А лицо ее, маленькое, скорбное, с большими, даже большущими глазами, отчего они так часто казались вытаращенными, приподнялось к нему. До сих пор оно ютилось где-то ниже его костлявого плеча. Теперь огладило его щекой и поднялось, насколько смогло. Он стремглав наклонился, их зубы нелепо стукнулись. Он еще долго не дышал, думая, что все это: тишина над передним краем, расплывшимся по гнилой воде среди камышей, их встрече — все это и в самом деле как до войны, но Ася вырвалась из-под его руки, отшатнулась, и он едва удержался, сунув руки в зачавкавшую грязь и ловя ящик, чтобы она не упала.

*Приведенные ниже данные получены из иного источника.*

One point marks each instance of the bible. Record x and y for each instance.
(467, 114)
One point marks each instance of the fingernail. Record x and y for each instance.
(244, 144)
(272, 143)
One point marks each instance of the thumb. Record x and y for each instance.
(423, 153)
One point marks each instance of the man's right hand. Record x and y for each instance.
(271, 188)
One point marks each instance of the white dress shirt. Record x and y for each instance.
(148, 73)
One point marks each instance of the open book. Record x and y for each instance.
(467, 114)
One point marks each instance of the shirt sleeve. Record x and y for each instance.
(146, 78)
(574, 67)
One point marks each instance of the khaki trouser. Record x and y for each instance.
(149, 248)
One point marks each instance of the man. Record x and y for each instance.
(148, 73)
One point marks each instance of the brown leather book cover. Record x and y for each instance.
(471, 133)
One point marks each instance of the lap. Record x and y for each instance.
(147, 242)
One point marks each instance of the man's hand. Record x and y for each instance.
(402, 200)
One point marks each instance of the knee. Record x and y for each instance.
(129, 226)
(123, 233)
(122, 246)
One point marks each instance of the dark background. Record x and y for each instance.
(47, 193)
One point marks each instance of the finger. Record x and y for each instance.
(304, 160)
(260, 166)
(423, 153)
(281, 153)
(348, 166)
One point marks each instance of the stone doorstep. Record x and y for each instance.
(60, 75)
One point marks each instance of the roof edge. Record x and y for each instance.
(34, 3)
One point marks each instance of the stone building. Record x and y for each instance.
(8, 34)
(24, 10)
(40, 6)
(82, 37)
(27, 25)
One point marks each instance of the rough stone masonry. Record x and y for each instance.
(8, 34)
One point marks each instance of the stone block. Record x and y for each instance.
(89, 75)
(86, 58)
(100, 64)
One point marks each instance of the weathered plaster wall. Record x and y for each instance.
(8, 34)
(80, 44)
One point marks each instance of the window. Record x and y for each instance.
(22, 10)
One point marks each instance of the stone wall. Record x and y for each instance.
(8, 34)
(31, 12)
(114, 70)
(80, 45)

— Ты забыл, что война? — тихонько спросила Ася.
— Как можно забыть такое?! — соврал он.
— А я забыла...
— Ты простужена. Дай я накину на тебя свою куртку, — сказал он, соскребая об углы ящика грязь со своих ладоней.
— Ничуточки не простужена.
— А голос?
— Курю... А знаешь, до войны я пела! Самодеятельность, И песни веселые. Услышал бы!
— Споешь мне?
Ася покачала головой, монотонно кивая:
— Я тебе сейчас такую песню спою, Зотов!
Внезапная улыбка вкривь и вкось задергала Асины губы, рассеченные мелкими трещинками. Они были почти незаметны, эти трещинки, в сухой корочке, по запомнились от короткого прикосновения к ее губам. А когда наконец они растянулись в непривычной улыбке, в самом уголке, на нижней губе появилась капелька крови, которую она слизнула, торжествующе объявив:
— Застрелишь меня на месте, если не врал!
— За что? Я не понимаю, как жил, пока не встретил тебя. Ася незвонко засмеялась. Сквозь ломкие хрипы ее смеющегося голоса донеслись несдержанные всплески чьих-то шагов.